Egyptian opposition leader Mohammed ElBaradei, who heads the National Salvation Front, has called for a boycott of parliamentary elections in April, CNN reported.

"(I) called for parliamentary election boycott in 2010 to expose sham democracy. Today I repeat my call, will not be part of an act of deception," he wrote in a tweet on his official Twitter account, according to CNN.

On Thursday, President Mohamed Morsi’s team announced a four-stage parliamentary election beginning April 27, CNN reported. These are the first elections since Egypt’s lower house of parliament was dissolved in June 2012.

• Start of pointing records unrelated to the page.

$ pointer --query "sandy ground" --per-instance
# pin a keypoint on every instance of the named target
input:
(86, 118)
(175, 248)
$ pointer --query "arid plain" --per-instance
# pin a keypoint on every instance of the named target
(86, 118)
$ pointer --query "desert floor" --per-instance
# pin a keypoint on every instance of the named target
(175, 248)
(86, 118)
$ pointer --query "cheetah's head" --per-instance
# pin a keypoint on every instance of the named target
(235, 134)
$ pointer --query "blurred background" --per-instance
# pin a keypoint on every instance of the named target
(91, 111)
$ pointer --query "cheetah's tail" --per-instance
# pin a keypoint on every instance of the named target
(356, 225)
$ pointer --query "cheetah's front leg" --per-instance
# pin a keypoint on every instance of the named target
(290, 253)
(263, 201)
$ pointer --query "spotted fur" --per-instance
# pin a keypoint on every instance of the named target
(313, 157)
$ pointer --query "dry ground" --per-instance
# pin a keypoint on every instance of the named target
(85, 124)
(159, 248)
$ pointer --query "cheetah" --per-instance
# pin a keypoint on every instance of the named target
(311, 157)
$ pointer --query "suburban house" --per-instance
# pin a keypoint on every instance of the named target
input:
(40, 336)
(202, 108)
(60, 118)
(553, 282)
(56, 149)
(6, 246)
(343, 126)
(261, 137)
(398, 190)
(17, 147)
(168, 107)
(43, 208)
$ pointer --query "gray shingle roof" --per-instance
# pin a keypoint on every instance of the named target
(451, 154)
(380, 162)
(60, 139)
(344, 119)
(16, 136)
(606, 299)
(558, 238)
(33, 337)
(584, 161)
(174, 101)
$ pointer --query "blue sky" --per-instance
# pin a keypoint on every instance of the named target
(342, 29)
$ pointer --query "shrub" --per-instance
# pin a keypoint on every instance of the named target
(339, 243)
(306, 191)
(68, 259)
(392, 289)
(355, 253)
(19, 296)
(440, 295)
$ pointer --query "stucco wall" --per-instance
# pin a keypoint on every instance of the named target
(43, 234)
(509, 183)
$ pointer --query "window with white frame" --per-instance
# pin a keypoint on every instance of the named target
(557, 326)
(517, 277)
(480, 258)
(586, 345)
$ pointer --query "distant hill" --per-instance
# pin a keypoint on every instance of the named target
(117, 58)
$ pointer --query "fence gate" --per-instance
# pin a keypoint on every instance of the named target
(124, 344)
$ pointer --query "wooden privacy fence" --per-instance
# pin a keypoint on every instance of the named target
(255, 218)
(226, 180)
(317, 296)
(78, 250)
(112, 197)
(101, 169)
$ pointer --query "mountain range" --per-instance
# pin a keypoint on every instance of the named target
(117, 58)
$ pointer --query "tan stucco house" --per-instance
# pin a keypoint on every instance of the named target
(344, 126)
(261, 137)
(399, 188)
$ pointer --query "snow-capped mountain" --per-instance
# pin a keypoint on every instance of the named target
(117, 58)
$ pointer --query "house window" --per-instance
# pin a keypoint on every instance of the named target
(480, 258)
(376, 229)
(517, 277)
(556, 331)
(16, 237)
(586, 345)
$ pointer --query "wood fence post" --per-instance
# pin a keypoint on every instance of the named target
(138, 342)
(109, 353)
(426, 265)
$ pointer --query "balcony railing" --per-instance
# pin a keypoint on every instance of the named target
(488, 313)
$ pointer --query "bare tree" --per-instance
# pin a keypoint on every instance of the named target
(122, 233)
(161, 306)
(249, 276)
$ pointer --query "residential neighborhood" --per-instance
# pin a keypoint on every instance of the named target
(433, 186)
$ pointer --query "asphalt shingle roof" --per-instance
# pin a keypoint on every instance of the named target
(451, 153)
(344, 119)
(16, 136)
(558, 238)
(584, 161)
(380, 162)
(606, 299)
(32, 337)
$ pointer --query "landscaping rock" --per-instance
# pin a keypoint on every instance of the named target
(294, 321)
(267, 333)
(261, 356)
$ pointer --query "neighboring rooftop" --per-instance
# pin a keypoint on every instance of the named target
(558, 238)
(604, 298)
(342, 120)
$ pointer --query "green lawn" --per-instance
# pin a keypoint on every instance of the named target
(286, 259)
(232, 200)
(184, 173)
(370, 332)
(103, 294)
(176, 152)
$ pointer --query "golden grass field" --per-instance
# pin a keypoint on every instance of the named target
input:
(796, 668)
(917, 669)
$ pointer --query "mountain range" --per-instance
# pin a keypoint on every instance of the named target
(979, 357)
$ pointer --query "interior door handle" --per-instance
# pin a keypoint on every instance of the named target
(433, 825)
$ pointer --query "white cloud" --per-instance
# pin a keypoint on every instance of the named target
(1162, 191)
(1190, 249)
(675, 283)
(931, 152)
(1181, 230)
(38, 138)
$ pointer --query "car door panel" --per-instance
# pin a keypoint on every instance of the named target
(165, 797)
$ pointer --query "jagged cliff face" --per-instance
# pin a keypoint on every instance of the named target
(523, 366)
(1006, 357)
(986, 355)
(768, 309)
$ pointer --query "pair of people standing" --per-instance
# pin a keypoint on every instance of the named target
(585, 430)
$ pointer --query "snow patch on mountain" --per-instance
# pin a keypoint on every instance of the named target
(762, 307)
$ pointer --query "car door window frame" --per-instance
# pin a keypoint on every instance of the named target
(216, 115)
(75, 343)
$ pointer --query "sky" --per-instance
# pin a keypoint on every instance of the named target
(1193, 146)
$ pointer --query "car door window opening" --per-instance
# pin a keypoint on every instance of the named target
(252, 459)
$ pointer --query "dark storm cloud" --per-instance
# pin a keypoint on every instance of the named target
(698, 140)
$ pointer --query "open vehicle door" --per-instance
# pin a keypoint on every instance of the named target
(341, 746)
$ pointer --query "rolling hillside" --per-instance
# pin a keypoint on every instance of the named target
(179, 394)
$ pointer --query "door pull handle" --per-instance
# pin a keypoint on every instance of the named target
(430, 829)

Members of Morsi's party, the Muslim Brotherhood, suggested that ElBaradei’s coalition party simply doesn’t want to participate in elections in which it will likely do poorly. Islamists have won far more elections than liberal and secular party candidates since former president Hosni Mubarak was ousted, the Associated Press reported.

"Running away from a popular test only means that some want to assume executive authority without a democratic mandate," Essam el-Erian, deputy head of the Brotherhood's Freedom and Justice Party, wrote on his Facebook page. “We've never yet known (opposition leaders) to face any election or serious test.”

Anti-Morsi activists also questioned whether a boycott was the best way to go, saying it would assure that Islamists continued to dominate parliament, the AP reported.

Blogger and commentator Mahmoud Salem worried that an election boycott would prolong Egypt’s current political impasse, the AP reported. "Where's ElBaradei's party, its plan, its economic vision?” Salem said, according to the AP. “Let's say a boycott is the right answer. What will they do so that they can be competitive in the next election?"